We suggest that action recognition models rely on the motion information less than expected, and thus they are robust to randomization of frame orders. Furthermore, we find that motion monotonicity remaining after randomization also contributes to such robustness. Based on this observation, we develop a novel defense method using temporal shuffling of input videos against adversarial attacks for action recognition models. Another observation enabling our defense method is that adversarial perturbations on videos are sensitive to temporal destruction.
For testing the dependency of action recognition models on spatial information with controlled environment, we generate three types of datasets including eight-frame-long videos containing a simple object moving in a certain direction on a simple background.
We consider eight types of background, eight types of object, and eight motion directions in order to pose an eight-class classification problem in each of three datasets.

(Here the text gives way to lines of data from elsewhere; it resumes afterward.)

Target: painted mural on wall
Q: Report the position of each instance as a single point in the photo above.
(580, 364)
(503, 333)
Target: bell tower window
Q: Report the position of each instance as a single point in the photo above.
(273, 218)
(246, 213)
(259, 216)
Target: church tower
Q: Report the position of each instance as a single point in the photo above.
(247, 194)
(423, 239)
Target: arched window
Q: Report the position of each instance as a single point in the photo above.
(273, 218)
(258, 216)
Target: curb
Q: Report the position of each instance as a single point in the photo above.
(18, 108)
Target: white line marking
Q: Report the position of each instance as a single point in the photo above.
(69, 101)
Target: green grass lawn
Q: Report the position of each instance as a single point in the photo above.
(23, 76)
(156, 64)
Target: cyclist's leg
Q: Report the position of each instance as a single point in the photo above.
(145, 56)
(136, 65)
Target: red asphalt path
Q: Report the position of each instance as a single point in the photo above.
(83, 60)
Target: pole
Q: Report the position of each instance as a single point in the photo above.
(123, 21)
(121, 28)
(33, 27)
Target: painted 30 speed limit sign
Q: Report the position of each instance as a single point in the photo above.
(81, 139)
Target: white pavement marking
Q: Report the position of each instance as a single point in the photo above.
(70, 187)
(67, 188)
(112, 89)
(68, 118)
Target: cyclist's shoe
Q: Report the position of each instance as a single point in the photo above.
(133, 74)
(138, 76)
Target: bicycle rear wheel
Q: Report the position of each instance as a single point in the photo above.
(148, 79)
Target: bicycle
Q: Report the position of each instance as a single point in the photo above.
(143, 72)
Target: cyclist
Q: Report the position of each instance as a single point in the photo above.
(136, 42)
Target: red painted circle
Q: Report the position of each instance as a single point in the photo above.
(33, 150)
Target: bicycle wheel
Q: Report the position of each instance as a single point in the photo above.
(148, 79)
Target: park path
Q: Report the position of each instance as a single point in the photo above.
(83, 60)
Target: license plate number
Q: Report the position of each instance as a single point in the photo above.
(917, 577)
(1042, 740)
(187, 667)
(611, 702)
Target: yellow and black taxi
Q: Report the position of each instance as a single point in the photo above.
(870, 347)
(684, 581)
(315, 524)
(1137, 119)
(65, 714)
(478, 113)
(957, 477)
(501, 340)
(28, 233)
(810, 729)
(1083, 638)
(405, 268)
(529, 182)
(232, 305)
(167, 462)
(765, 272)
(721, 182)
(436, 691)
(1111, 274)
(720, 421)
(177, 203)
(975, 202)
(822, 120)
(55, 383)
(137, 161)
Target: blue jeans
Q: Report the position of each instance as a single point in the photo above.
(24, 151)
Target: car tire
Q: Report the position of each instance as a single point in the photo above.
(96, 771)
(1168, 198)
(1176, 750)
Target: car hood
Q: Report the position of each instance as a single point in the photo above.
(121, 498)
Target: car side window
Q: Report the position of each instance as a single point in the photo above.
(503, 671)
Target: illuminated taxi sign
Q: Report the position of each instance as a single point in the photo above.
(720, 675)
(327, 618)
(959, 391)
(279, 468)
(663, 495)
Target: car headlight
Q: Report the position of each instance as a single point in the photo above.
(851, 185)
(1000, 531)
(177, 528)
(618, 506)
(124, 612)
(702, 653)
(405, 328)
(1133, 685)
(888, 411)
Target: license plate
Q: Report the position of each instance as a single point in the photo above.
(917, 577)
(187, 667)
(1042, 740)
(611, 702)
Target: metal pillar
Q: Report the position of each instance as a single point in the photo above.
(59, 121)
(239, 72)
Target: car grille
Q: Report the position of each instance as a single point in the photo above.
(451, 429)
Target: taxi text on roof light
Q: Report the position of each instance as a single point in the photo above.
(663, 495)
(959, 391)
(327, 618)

The motion speed is constant in each video between 3 and 5 pixels per frame. Each dataset contains 1200 training videos and 400 test videos. Each dataset is generated with different rules:
- Dataset 1: A combination of one type of background, one type of object, and one motion direction is assigned to each class, so that each of the background, object, and motion in a video contains class-relevant information.
- Dataset 2: A combination of one type of object and one motion direction is assigned to each class, while the background is randomly chosen.
- Dataset 3: Each class corresponds to one of the eight motion directions, and the background and object are chosen randomly.
Toy datasets are available for download in the toy_dataset folder.
For each dataset, we train a 3D CNN model based on ResNet18 using the Adam algorithm, where the 3×3 convolutional layers are inflated to 3×3×3 convolutional layers.
In the results, when the spatial cues in videos are related to the class labels (i.e., Dataset 1), the models show robust performance. The largest accuracy drop is observed in Dataset 3 where only temporal cues are class-relevant. These results also support that the models are trained to exploit spatial cues effectively, so they become robust to temporal destruction.